Début de la restitution. Ebruitée pour la première fois à Ouagadougou en Novembre 2017 et annoncée en grande pompes, le 08 Octobre dernier lors de l’ultime round du sommet Afrique-France, la restitution des œuvres d’arts africaines pillées par la France, tel que prédit par le numéro un de l’Elysée, Emmanuel Macron, se présente sous de bons auspices. Joignant l’acte à la parole, le président français a, en effet annoncé, ce mercredi, en compagnie du chef de la diplomatie béninoise, le retour au bercail, le 10 novembre prochain, de 26 œuvres d’arts qui avaient été dérobées et conservées dans l’hexagone.
La Côte d’Ivoire attend. La Côte d’Ivoire qui avait soumis en 2018, une liste de 148 œuvres d’arts qu’elle souhaitait recevoir, attend toujours son heure de gloire. Une si longue attente au gout singulier pour le peuple Ebrié qui languit après le Djidji Ayokwe (ndlr, pillé depuis 1916). Cet instrument rituel en bois de 3,30 mètres de long, fendu et orné d’un léopard bondissant, actuellement conservé au Musée du Quai Branly à Paris est en tête de gondole des centaines de figures d’arts appartenant au patrimoine ivoirien qui ont été requis de Paris.
«Le premier objet que nous demandons est le Djidji Ayokwe, le tambour parleur du peuple Ebrié. C’est un objet symbolique d’une grande importance qui a été arraché pendant la colonisation », avait précisé la directrice du musée des civilisations de Côte d’Ivoire, Silvie Memel Kassi.
Les Ebriés impatients. Interrogé après l’annonce par Macron lors du sommet Afrique-France de la restitution très prochaine d’une kyrielle d’objets historiques africains dont le Djidji Ayokwe, la chefferie traditionnelle Ebrié avait traduit son satisfécit.
« Je suis très heureux d’apprendre cette nouvelle.

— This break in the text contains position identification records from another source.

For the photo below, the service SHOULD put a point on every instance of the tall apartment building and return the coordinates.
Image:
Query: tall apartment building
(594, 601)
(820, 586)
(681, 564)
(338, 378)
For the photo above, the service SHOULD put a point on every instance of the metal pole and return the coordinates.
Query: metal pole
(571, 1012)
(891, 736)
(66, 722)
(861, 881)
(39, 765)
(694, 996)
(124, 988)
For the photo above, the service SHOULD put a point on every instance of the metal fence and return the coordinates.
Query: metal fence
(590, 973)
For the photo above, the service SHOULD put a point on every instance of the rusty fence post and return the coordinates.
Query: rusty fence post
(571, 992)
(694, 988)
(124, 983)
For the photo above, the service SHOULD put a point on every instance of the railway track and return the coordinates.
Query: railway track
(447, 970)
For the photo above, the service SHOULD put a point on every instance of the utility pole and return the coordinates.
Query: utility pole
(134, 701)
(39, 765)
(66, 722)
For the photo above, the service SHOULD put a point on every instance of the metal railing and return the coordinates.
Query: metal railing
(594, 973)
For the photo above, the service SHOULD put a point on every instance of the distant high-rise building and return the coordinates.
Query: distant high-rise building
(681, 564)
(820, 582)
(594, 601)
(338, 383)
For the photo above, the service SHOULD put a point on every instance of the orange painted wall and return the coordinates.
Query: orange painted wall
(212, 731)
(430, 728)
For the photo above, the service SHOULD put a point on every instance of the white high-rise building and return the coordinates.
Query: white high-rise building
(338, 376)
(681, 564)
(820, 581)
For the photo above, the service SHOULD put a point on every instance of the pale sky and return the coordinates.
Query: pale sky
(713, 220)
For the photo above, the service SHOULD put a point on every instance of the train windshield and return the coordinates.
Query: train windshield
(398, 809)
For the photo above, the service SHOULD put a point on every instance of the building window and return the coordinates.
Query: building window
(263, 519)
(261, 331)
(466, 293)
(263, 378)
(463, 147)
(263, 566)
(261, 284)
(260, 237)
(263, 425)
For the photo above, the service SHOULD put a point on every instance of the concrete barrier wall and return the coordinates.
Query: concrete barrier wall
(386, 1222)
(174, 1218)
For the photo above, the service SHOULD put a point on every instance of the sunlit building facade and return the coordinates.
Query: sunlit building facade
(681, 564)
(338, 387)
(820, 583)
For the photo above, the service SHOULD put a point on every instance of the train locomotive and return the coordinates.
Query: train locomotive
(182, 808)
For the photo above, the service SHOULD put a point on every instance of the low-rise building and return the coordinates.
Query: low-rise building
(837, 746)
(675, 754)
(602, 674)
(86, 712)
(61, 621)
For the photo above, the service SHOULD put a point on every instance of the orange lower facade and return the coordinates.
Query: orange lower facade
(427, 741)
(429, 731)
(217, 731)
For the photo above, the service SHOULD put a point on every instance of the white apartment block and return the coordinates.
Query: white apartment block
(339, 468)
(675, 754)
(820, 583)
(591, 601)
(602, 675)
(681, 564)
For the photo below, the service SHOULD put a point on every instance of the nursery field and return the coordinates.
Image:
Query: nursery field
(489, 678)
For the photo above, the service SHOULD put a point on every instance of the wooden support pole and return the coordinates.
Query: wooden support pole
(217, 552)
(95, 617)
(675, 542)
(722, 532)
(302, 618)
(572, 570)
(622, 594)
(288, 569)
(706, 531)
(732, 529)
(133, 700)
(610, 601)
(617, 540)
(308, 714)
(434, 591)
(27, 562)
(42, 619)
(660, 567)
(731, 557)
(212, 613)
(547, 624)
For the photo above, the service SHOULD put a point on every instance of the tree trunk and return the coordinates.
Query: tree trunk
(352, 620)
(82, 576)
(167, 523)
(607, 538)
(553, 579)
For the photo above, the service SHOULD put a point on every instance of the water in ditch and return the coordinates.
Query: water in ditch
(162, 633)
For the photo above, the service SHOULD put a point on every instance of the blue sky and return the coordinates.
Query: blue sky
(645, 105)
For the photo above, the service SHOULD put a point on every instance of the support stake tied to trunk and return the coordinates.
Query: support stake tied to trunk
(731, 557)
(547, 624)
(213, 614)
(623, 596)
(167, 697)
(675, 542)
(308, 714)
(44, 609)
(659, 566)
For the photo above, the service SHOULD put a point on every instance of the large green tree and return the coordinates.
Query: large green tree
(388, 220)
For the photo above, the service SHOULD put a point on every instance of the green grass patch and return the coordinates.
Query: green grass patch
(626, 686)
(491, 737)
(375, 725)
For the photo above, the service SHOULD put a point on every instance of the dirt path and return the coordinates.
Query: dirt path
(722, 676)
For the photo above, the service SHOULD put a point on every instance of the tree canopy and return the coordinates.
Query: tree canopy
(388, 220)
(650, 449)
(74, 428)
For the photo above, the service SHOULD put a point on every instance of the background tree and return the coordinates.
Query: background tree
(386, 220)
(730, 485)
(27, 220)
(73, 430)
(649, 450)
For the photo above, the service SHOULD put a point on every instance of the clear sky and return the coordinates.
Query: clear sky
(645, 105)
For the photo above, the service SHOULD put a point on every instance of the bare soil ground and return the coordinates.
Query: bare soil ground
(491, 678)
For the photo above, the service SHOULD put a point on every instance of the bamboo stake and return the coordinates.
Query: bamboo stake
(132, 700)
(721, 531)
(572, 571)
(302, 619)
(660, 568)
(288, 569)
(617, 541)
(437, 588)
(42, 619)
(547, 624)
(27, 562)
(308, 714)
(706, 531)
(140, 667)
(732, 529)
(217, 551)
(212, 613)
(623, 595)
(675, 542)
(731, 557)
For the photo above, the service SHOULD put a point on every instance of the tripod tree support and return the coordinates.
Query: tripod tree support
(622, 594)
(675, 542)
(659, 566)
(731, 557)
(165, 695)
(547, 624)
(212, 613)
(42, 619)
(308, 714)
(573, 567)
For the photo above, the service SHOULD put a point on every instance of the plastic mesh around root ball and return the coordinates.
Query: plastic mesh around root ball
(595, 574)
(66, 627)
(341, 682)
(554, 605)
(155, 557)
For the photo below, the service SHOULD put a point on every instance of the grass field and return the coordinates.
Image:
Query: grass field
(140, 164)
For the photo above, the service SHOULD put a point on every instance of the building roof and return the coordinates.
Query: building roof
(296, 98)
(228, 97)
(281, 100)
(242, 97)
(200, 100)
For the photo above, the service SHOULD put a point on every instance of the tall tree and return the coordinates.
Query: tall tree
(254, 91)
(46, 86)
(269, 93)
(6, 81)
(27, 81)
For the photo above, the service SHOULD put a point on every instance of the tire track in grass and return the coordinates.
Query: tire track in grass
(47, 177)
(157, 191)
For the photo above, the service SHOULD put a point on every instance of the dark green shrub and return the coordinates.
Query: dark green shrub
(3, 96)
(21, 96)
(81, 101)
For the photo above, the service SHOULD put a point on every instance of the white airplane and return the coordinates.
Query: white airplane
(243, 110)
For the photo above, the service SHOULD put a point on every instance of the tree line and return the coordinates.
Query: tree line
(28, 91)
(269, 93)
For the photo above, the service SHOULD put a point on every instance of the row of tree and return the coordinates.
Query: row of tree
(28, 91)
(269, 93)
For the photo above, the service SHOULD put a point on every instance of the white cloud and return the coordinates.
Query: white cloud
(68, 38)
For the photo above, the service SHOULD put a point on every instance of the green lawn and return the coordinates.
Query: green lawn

On ne s’attendait même plus à un retour de ce tam-tam qui était notre haut-parleur, notre Facebook (…) Nous remercions le président Macron et attendons une suite favorable. (…) La disparition du tambour avait beaucoup déstabilisé l’organisation sociale et traditionnelle des Ebrié », avait souligné auprès de l’AFP, Clavaire Aguego Mobio, actuel chef traditionnel du peuple Ebrié. Dans l’expectative, le peuple Ebrié peut arborer un sourire au coin des lèvres après ce premier lot de come-back au Bénin. A priori, le Djidji Ayokwe ivoirien sera le prochain objet sur la liste des œuvres restituées.
«Ce tam-tam parleur va rappeler notre histoire, et revaloriser notre peuple dont les traces sont en train de disparaître avec l’urbanisation sauvage de l’agglomération d’Abidjan, qui abrite plus de 5 millions d’habitants », avait souligné la chefferie Ebrié. Ministre de la culture d’antan, Maurice Bandama avait souligné que 4.000 œuvres ivoiriennes sont stockées au Quai Branly ou au Met à New York, et plus de 3.000 au musée Rietberg (Suisse) ou de Cleveland (USA). « Au moins 50 musées dans le monde détiennent des œuvres ivoiriennes et cette liste ne comprend pas les collections privées», avait-il annoncé.